Tuesday, November 21, 2006

Editing Hacks

[reading: Tom Stafford & Matt Webb, "Mind Hacks"]

Started reading "Mind Hacks", which looked interesting in the bookshop but the formatting is already starting to annoy me. In that respect, it's the worst book-that's-just-a-printout-of-a-cool-website ever, and that's up against some pretty stiff competition.

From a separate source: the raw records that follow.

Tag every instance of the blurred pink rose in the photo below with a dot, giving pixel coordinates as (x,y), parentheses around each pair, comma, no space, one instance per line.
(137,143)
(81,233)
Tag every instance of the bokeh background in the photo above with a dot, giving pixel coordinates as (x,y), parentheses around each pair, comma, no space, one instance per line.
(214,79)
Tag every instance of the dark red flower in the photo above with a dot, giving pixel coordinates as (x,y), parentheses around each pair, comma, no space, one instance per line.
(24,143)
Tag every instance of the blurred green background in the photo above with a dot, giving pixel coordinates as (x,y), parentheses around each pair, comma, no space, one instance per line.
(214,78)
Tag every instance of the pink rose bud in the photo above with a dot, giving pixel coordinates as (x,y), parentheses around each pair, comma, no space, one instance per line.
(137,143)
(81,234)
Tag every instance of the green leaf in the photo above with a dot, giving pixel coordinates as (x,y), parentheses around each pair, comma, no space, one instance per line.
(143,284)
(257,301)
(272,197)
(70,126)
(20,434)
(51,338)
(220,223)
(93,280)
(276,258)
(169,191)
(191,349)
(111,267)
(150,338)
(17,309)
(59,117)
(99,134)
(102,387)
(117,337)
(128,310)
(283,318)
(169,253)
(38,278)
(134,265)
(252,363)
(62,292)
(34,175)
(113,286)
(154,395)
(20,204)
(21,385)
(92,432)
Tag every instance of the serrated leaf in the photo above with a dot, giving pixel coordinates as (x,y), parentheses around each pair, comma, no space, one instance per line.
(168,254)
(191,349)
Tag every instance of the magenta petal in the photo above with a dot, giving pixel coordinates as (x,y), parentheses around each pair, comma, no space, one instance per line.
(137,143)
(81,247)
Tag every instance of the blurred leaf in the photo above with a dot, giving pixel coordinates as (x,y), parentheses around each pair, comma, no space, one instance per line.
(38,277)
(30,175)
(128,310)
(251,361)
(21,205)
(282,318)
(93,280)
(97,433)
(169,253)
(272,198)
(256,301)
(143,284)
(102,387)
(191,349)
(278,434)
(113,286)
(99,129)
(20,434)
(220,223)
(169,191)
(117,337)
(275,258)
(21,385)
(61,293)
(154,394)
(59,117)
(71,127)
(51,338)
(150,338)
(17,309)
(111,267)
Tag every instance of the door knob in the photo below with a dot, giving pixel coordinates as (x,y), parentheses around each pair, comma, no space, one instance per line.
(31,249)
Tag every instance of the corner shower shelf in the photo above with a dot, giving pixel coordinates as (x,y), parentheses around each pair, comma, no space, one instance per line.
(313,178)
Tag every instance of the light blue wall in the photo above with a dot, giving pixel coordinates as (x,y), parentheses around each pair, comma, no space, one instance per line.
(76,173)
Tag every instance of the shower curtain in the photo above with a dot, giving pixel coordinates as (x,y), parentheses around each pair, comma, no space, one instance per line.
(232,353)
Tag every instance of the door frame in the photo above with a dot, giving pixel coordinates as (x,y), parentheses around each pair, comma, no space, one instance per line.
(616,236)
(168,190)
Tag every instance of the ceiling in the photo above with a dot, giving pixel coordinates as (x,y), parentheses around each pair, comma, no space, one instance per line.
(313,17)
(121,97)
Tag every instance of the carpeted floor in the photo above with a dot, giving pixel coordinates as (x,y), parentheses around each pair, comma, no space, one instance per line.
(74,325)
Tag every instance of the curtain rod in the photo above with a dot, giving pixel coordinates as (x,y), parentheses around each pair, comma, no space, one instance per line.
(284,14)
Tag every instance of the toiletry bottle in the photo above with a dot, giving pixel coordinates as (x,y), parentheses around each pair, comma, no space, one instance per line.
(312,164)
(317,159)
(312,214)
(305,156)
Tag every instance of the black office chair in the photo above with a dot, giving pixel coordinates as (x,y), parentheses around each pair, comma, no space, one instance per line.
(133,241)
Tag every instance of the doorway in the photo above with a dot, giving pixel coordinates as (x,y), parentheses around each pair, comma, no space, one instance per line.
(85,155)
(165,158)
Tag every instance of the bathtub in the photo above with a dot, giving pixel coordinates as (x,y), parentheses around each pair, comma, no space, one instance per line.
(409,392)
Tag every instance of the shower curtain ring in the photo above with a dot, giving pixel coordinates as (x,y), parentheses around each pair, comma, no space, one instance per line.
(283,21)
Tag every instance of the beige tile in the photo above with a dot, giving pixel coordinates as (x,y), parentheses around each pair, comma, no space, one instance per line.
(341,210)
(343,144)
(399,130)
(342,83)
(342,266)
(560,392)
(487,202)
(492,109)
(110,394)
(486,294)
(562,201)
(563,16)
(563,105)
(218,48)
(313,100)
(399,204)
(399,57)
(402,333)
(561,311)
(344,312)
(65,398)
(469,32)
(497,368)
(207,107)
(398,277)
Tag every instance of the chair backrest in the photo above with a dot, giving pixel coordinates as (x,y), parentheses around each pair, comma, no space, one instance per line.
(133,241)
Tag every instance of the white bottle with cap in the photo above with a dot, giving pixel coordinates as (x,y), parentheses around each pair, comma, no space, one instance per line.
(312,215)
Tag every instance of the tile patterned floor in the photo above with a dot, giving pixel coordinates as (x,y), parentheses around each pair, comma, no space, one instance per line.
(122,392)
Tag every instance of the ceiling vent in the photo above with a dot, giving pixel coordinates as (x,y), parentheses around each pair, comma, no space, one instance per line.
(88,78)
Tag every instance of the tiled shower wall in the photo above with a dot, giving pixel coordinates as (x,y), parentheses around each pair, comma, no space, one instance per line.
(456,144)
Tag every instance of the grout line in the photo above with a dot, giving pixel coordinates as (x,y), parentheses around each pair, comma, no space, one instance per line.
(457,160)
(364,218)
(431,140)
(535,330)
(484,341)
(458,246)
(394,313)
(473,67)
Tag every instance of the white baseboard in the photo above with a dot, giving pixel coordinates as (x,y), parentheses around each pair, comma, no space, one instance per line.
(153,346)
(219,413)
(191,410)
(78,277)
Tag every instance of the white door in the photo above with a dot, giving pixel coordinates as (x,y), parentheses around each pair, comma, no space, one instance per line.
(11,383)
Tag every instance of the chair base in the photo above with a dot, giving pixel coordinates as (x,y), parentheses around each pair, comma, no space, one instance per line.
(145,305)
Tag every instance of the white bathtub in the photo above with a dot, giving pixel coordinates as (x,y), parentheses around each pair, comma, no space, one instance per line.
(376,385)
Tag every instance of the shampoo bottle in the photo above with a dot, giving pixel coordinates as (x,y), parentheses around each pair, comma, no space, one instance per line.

  • A large fraction of the hacks refer the reader off to movie files or Flash animations on the web. Not very helpful for a physical book that you might want to read on a train.
  • "Color: The second color is used to indicate a cross-reference within the text". Except that there is no second color—the relevant parts just come out in a hard-to-read light gray.
  • The halftoning for photographs and some of the diagrams is poor—it looks like the output of an 1980's laserprinter.
  • I don't know what system they used to produce the book, but it's generated some real oddities in linebreaking (mostly around URLs). Favourite so far: a line break after the decimal point in "3.3" (page 144).

Still, the content might be OK once I get into it, and at least they include lots of references to the original literature.

[25-Nov-06] Edited to clarify that I'm complaining about the formatting rather than the content. Feeling slightly guilty given that one of the authors came over and commented. You'd think I'd have learnt my lesson about who finds what on tha intarweb.

[A:37385 B:3278 C:346 D:9187 E:34361 Total:84557]


Matt said...

(Matt Webb here.) Sorry about that!

If the content's not doing it for you, maybe try starting with the last chapter and going backwards. The book moves to higher level functions as it goes on, and some people prefer those more. I hope, through the annoyances, there's something there for you that makes the book worthwhile.


galloglass said...

Er, hi.

Apologies for the abuse; I've tried to clarify in the post that it's not the content I'm whinging about, just the formatting.

I love the idea of the book and the information in it; it's something I've been looking for for ages: a summary of the current state of research and experiment in cognitive neuroscience, together with references to the primary literature if you want to find out more. Plus neat parlour tricks.

Normally when I buy a book-of-a-website, I'm buying because I enjoyed reading the website and want to give something back to the authors—in which case, I'm not too bothered if the book is set as if someone just hit "Print" in a browser.

For this one, I'm actually reading the book first for a change—which makes formatting issues more visible.